3 – IA como colega de trabalho
Também no universo dos agentes, Carter defende que é preciso parar de encará-los como ferramentas e passar a entender os agentes como colegas de trabalho. A partir dos agentes seria possível reunir não só conhecimento especializado, mas audiências sintéticas e automatizar tarefas completas em uma organização.
“Estes são colegas de equipe de verdade. Eles tomam decisões de fato e respondem a gestores humanos. Ou seja, os gestores humanos agora gerenciam pessoas e agentes ao mesmo tempo”, aponta.
4 – Mate o piloto, financie a produção
Para avançar em um piloto, mais do que se debruçar sobre a tecnologia, a COO da Unstoppable Domains explica que é preciso ter domínio e conhecimento profundo sobre o problema a ser resolvido. Ela cita o exemplo do grupo storytown.ai, em Los Angeles, composto por produtores de Hollywood, que usou IA para automatizar o processo de criação de roteiros e personagens.

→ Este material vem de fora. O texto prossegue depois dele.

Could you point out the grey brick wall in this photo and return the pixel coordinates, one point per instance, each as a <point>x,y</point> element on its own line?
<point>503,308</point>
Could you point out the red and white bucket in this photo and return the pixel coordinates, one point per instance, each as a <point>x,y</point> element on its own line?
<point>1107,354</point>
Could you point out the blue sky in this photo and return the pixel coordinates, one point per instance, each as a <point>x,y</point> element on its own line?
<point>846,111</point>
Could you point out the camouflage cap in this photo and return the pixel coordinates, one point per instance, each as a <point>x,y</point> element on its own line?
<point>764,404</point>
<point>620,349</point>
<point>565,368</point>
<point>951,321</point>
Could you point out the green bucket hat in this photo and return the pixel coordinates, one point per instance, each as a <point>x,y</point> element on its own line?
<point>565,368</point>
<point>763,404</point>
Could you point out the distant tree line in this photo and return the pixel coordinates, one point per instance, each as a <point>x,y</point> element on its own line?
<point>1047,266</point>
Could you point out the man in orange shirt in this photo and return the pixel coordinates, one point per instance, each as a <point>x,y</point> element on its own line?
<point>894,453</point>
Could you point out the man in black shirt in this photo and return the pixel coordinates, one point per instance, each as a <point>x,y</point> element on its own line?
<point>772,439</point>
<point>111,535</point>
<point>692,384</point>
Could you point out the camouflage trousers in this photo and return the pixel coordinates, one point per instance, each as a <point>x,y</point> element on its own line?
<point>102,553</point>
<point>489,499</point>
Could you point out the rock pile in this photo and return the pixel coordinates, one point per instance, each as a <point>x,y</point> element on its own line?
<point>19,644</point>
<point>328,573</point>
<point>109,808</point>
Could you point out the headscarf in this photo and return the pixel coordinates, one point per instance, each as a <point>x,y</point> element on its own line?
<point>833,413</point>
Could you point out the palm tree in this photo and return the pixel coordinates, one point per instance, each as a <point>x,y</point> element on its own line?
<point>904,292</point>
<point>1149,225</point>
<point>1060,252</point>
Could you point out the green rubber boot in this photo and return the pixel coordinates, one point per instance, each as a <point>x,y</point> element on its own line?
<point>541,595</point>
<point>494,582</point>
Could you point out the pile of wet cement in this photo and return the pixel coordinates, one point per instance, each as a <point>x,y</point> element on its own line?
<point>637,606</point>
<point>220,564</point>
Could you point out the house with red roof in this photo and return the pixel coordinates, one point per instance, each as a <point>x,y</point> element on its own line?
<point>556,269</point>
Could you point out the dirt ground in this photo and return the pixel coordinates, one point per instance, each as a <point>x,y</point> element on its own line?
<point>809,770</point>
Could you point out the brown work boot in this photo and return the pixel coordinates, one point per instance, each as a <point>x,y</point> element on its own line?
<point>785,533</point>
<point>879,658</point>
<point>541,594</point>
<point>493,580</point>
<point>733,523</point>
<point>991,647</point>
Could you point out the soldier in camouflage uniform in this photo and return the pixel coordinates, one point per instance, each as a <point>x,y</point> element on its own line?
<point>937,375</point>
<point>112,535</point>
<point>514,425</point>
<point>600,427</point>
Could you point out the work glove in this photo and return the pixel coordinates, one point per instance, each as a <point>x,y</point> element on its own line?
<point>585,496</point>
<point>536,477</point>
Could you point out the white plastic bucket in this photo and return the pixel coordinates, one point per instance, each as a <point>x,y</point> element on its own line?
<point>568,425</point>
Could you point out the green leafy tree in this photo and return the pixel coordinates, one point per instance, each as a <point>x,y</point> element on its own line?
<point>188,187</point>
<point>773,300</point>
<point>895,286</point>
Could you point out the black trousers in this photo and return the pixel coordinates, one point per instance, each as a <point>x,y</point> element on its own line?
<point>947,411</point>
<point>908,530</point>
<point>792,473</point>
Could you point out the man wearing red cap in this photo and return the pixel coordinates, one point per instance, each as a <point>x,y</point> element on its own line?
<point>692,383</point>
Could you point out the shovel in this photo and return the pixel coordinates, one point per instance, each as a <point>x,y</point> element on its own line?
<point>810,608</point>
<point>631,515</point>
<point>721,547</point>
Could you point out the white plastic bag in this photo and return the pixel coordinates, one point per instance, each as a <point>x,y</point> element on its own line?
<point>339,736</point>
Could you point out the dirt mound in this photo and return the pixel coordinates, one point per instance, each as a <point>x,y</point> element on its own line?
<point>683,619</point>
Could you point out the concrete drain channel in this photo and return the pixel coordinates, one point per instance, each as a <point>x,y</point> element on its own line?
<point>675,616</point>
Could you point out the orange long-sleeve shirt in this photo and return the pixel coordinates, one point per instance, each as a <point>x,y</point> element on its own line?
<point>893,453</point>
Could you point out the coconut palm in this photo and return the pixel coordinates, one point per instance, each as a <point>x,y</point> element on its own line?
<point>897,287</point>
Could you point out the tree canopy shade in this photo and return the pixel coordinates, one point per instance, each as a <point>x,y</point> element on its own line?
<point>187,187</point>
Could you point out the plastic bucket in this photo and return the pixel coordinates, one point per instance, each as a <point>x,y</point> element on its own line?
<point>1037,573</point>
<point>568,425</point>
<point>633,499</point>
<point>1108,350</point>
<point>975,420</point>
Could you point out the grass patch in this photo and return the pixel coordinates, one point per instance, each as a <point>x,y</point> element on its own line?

Eles não tinham conhecimento técnico em IA, mas tinham domínio sobre o assunto. Ela também ressalta a importância do investimento em dados. Segundo o HFS Research Report, apresentado em Davos neste ano, empresas que obtêm um ROI real gastam, em média, U$S 2,5 em dados para cada US$ 2 gastos em IA.
5 – Governança custa mais que modelo
Assim como os dados, o investimento em governança também precisa acompanhar as ambições envolvendo a IA. Segundo Carter, é preciso garantir que o controle, a segurança e a ética dos seus modelos, especialmente, com o avanço dos agentes autônomos no ambiente corporativo.
“Até 2027, se os seus agentes não tiverem uma governança sólida e auditoria de nível corporativo, você não terá sucesso”, aponta. Ela provoca: “Agora, os agentes são membros do time operando em toda a empresa. Como você identifica cada um? Quando você contrata um colaborador, você sabe se ele é da engenharia e não pode acessar os dados do RH. E quanto aos agentes? Você tem uma camada de gestão de identidade para eles? Sabe dizer exatamente o que eles podem fazer e a quais dados têm acesso?”.
6 – World Models impulsionam o ROI
Tidos como a próxima fronteira da inteligência artificial, os AI World Models podem ajudar as organizações a terem melhores resultados, na comparação com os modelos de linguagem (LLM’s). Enquanto os LLM’s, como Gemini e ChatGPT, são modelos alimentados a partir de dados de linguagem, os world models são treinados com dados de ambientes reais ou simulados.
“Um world model é treinado em causa e efeito. Ele prevê o que nunca viu antes e tem uma compreensão do mundo muito parecida com a nossa, e não apenas baseada em um conjunto de dados de texto”, aponta Carter. Atualmente, companhias como a Splexi, do Canadá, usa imagens de drones para construir uma base de dados espacial que pode alimentar esses modelos.
7 – IA first, human always
De acordo com a COO da Unstoppable Domains, hoje, apenas 15% do conhecimento do mundo estaria digitalizado. Isso porque fatores como a intuição, a capacidade de julgamento e tomada de decisão, o conhecimento cultural e de experiências vividas permanecem como uma exclusividade humana.
Nesse sentido, a executiva defende que todo projeto em IA precisa estar centrado nas necessidades das equipes. “A frase é ‘IA em primeiro lugar, humanos sempre’. Isso porque creio que a próxima grande força inovadora a impulsionar o ROI será a união de humanos e IA. Não apenas a tecnologia isolada”, conclui.